L’alliage entre acteurs privés et publics a rapidement pris. Restait une étape complexe: adhérer à un réseau d’enseignement. Le tropisme naturel des membres de l’association L’École ensemble poussait ses membres à adhérer à la Fédération des établissements libres indépendants (FELSI). Un réseau dans lequel on trouve la plupart des établissements à pédagogie dite alternative dans un cadre non confessionnel. « Mais la FELSI n’est pas complètement subventionnée, précise Julie Moens. Beaucoup de leurs écoles vont chercher de l’argent ailleurs. Vu le public que l’on vise, il était hors de question de demander de l’argent aux parents. Il faut une école réellement gratuite. »
Ce sera donc le réseau CPEONS, le réseau en charge des écoles publiques, communales ou provinciales. « C’est notre défi, résume Roberto Galluccio, administrateur délégué du CPEONS, réunir des éléments qui n’ont pas l’habitude de travailler ensemble. Dans cette structure aux différents partenaires, les pouvoirs publics dominent. Il était logique qu’ils adhèrent au CPEONS. La composition originale du pouvoir organisateur devrait offrir des garanties en termes de mixité. »

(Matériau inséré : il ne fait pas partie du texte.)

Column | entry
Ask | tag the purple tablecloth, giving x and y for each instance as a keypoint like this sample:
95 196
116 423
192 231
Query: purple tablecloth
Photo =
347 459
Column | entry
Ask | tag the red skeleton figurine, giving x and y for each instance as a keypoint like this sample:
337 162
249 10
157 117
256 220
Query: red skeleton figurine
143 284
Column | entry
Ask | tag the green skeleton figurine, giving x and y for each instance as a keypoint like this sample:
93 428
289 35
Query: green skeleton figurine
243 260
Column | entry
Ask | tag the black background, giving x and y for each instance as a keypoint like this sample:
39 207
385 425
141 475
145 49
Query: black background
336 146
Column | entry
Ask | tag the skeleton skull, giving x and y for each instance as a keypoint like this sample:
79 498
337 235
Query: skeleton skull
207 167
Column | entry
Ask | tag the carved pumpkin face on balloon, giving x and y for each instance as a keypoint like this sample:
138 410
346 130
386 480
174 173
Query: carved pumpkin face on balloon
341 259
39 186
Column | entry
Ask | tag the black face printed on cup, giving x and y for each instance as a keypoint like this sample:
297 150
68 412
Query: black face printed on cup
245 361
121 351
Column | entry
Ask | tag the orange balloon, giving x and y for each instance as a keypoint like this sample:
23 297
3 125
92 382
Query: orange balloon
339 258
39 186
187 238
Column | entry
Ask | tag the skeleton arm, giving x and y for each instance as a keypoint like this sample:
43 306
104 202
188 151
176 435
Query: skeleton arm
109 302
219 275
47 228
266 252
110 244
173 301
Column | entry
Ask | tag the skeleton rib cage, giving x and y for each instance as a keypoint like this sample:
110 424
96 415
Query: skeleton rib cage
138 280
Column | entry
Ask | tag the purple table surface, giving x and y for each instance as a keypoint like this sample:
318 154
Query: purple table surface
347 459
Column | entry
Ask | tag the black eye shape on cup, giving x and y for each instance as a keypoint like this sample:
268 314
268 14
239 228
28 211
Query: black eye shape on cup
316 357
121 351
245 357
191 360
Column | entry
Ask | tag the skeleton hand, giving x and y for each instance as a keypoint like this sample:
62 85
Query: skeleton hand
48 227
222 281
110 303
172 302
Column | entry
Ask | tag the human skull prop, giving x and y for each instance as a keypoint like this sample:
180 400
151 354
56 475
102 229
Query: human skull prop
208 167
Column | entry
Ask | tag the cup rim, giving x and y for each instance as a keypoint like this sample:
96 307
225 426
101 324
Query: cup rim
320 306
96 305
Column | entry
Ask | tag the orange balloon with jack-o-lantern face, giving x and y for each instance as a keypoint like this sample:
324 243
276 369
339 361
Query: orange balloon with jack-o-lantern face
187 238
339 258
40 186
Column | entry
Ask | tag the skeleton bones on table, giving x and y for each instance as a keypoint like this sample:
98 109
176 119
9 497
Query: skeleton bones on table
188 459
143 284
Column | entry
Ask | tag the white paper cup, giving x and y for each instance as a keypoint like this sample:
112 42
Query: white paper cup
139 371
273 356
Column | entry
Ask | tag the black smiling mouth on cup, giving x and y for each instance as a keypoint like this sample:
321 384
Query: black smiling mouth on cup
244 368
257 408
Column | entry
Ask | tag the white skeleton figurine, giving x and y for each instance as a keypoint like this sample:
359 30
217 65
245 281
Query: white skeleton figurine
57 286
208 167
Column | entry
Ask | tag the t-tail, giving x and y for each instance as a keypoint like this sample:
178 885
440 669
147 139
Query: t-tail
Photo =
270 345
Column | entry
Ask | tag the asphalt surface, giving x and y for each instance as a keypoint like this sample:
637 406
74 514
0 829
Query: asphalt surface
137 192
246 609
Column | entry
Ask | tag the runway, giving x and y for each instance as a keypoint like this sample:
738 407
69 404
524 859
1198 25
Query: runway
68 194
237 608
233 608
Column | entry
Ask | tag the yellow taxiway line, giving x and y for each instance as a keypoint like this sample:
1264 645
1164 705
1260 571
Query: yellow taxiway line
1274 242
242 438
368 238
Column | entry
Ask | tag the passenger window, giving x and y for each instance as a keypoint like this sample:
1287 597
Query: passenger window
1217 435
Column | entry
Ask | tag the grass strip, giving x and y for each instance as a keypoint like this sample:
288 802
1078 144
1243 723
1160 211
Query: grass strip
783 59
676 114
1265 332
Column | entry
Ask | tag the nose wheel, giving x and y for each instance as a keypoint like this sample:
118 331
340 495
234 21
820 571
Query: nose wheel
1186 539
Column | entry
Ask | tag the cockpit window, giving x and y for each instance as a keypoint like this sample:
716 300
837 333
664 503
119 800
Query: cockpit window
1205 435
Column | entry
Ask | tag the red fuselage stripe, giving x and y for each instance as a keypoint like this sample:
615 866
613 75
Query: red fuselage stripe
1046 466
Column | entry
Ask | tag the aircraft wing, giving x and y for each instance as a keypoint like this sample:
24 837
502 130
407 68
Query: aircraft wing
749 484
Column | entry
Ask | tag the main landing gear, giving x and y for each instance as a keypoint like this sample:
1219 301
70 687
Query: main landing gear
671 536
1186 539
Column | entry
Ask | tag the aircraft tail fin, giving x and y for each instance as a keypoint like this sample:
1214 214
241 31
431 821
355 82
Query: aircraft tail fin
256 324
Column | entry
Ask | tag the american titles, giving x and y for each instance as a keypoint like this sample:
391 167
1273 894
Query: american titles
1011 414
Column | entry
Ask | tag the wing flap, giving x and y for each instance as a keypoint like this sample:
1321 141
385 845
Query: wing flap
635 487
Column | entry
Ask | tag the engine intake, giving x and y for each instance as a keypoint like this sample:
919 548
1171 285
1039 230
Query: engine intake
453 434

La difficile quête de la mixité
Même si elle est recherchée ardemment, rien ne garantit que la mixité sera atteinte par la seule volonté des dirigeants de ces deux nouvelles écoles. « Nous savons que c’est compliqué, reconnaît Roberto Galluccio, surtout quand on voit que les efforts fournis par certaines écoles bruxelloises pour attirer des publics différents ne sont pas toujours payés en retour. Il y a toujours un moment où les questions d’image viennent brouiller le regard que les parents portent sur les écoles. Très souvent, un public chasse l’autre. » Un point de vue que partage Frédérique Mawet, secrétaire générale du mouvement Changements pour l’égalité: « Pour garantir la mixité, il faut que les pouvoirs organisateurs soient très volontaristes et verrouillent les inscriptions. Sinon, les publics se déséquilibrent automatiquement. Lorsqu’une école propose une pédagogie innovante, elle est investie par les parents qui maîtrisent l’information, la recoupent, se renseignent. Ceux qui cherchent la qualité. C’est un des effets de la liberté d’inscription. » Car une école, aussi innovante soit-elle, ne résoudra pas à elle seule tous les problèmes du système de l’école belge francophone.